La brasserie française

 

La brasserie en bref (chiffres 2018)

Un marché 2018 dynamique mais la brasserie française reste fragile !

Le marché français de la bière confirme son dynamisme en 2018 grâce à l’innovation. La filière est créatrice d’emplois partout en France, des matières
premières au produit fini, mais reste très exposée par un taux d’investissement très élevé et de nombreuses brasseries encore loin de leur seuil de rentabilité.

La France est le 3ème pays européen en nombre de brasseries.
1600 brasseries dans tous les départements français de métropole et d’Outre-mer
8ème pays producteur de bières en Europe.
70% des bières consommées en France sont produites en France

Les brasseries françaises représentent plus de 10 000 références de bières différentes et environ 7 094 emplois directs pour 3.9 millards de chiffres d’affaires.

Elle investit un peu plus de 190 millions d’euros par an dans la modernisation des outils de production et dans les actions de valorisation pour l’environnement. Avec une moyenne de 33l/an/habitant, la France est le 27ème pays consommateur de l’Europe des 28, en volume.

 

Un marché français, en plein renouveau

Le marché global 2018 affiche une hausse de +4.2 % en volume, + 5% en alimentaire et +1.8% en CHR, pour une consommation totale d’un peu plus de 23,5 Millions d’hl en 2018, grâce à un renouvellement de l’offre  et une année très ensoleillée.

Un marché dynamique en grande distribution et dans le circuit café, hôtel et restaurant.
La marché est porté depuis plusieurs années par les bières premium, spéciales et spécialités, qui représentent désormais plus des 2/3 des volumes de ce circuit.

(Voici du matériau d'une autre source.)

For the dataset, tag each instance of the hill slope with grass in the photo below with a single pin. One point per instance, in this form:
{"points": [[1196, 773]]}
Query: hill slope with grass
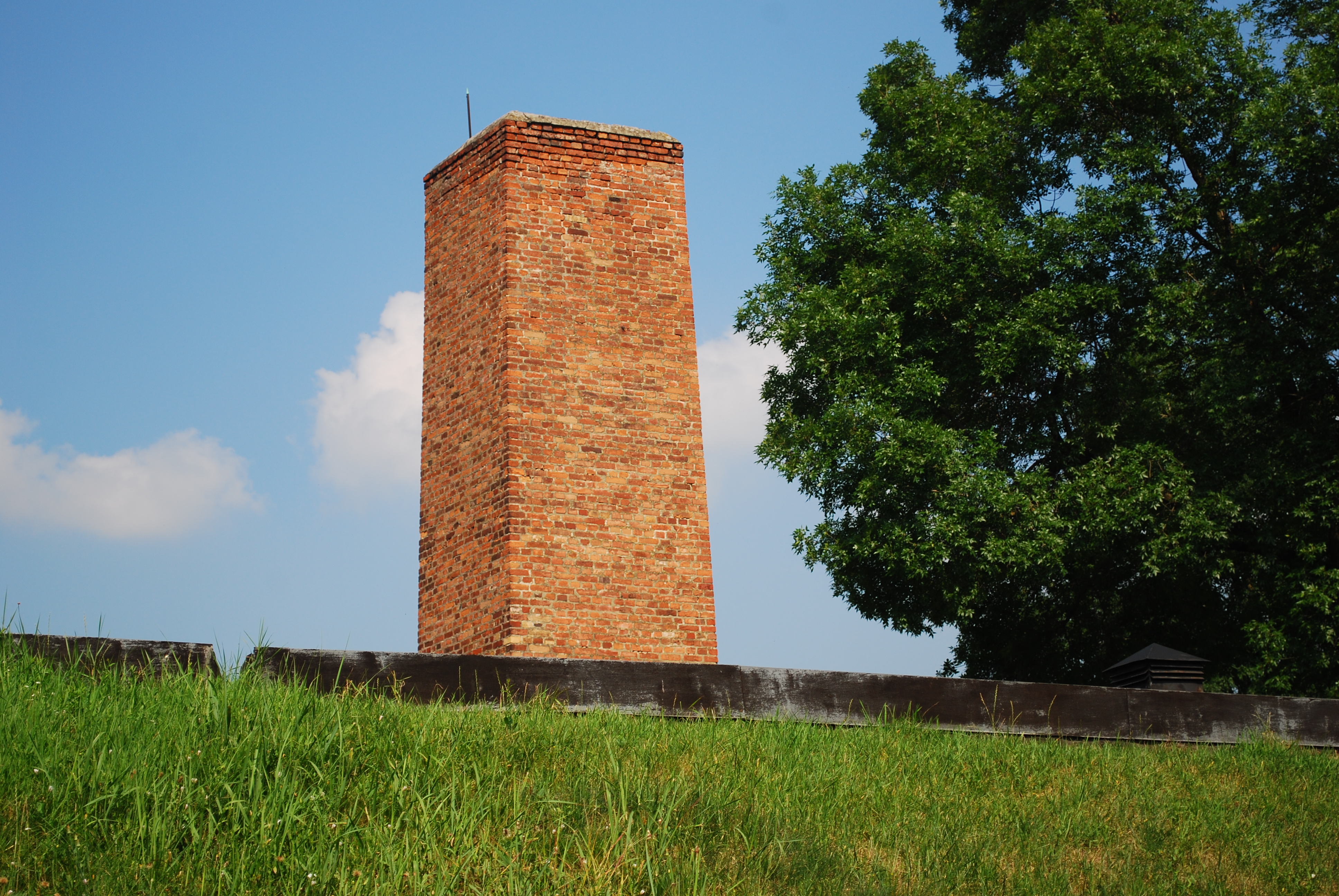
{"points": [[122, 784]]}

Un secteur également soutenu par les innovations des marques leaders, les bières artisanales régionales, et les bières aromatisées notamment aux fruits. A noter, le redéploiement du segment des bières sans alcool, avec de nombreuses nouvelles références, qui contribuent à une croissance de 30% de ce marché.

 

Un marché CHD en progression

Cette croissance est due principalement à une météo exceptionnelle et à une diversité de l’offre.

Un secteur fortement contributeur

Le montant des charges sociales, taxes et impôts du secteur, de la production et de la vente de bière s’élève à environ 1.2 milliard € par an.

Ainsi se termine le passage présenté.